What does the King v. Burwell ruling mean for Colorado?

What does the King v. Burwell ruling mean for Colorado?

In a major victory for health care reform, the U.S. Supreme Court upheld the Affordable Care Act (ACA) for a second time last month. The King v. Burwell decision ensures that the federal premium tax credits that were included in the ACA to help low- and middle-income Americans afford health insurance will remain available in all states — whether those states established their own health insurance exchanges or opted to use the federal marketplace, Healthcare.gov. A decision the other way would not have directly impacted Colorado because lawmakers made a bipartisan decision to establish a statewide marketplace, now known as Connect for Health Colorado. But the destabilizing effects of a decision in favor of the King plaintiffs would have resulted in downstream consequences for our state that we were fortunate to avoid.

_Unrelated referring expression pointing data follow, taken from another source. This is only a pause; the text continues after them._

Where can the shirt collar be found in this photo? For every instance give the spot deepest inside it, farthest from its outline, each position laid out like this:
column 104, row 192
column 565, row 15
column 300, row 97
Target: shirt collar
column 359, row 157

Colorado is among 14 states that set up their own insurance marketplaces under the ACA. Two other states set up federal-state hybrid marketplaces and 34 states declined to set up a marketplace at all. For those states that chose not to set up a state marketplace, the ACA authorized the Secretary of the Department of Health and Human Services (HHS) to step in and establish marketplaces on the states’ behalf. Since the marketplaces were implemented in January 2014, approximately 6.4 million Americans have enrolled in health insurance with the help of a tax credit through the federal marketplace in one of the 34 state that use it. But the plaintiffs in King argued that the ACA does not make tax credits available to people purchasing insurance on the federal marketplace.

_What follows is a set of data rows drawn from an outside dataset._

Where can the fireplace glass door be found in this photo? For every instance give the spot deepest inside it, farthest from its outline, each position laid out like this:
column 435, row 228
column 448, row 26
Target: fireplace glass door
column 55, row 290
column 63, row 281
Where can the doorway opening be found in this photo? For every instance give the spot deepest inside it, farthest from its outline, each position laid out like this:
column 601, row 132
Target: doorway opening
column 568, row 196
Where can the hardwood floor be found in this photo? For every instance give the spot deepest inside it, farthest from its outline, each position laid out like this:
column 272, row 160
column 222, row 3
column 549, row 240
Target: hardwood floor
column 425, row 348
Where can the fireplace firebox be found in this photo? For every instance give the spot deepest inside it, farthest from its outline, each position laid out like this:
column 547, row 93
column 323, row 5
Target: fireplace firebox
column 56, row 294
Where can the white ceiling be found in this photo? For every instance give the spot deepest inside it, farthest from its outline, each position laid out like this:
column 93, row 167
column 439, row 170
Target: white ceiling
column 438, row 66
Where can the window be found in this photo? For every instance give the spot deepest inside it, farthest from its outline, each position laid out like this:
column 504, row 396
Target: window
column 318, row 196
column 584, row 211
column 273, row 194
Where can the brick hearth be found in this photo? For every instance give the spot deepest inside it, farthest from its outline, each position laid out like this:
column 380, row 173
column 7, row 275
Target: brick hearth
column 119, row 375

With the June 30 ruling, however, the Supreme Court in a 6-3 decision has firmly put that argument to rest. Writing for the Court, Chief Justice John Roberts stated that the ACA’s statutory scheme “compels us to us to reject petitioners’ interpretation because it would destabilize the individual insurance market in any state with a federal exchange, and likely create the very ‘death spiral’ [in federal exchange states] that Congress designed the Act to avoid.” In recognition of the clear purpose and structure of the ACA’s reforms, the chief justice declared that “Congress passed the Affordable Care Act to improve health insurance markets, not to destroy them.”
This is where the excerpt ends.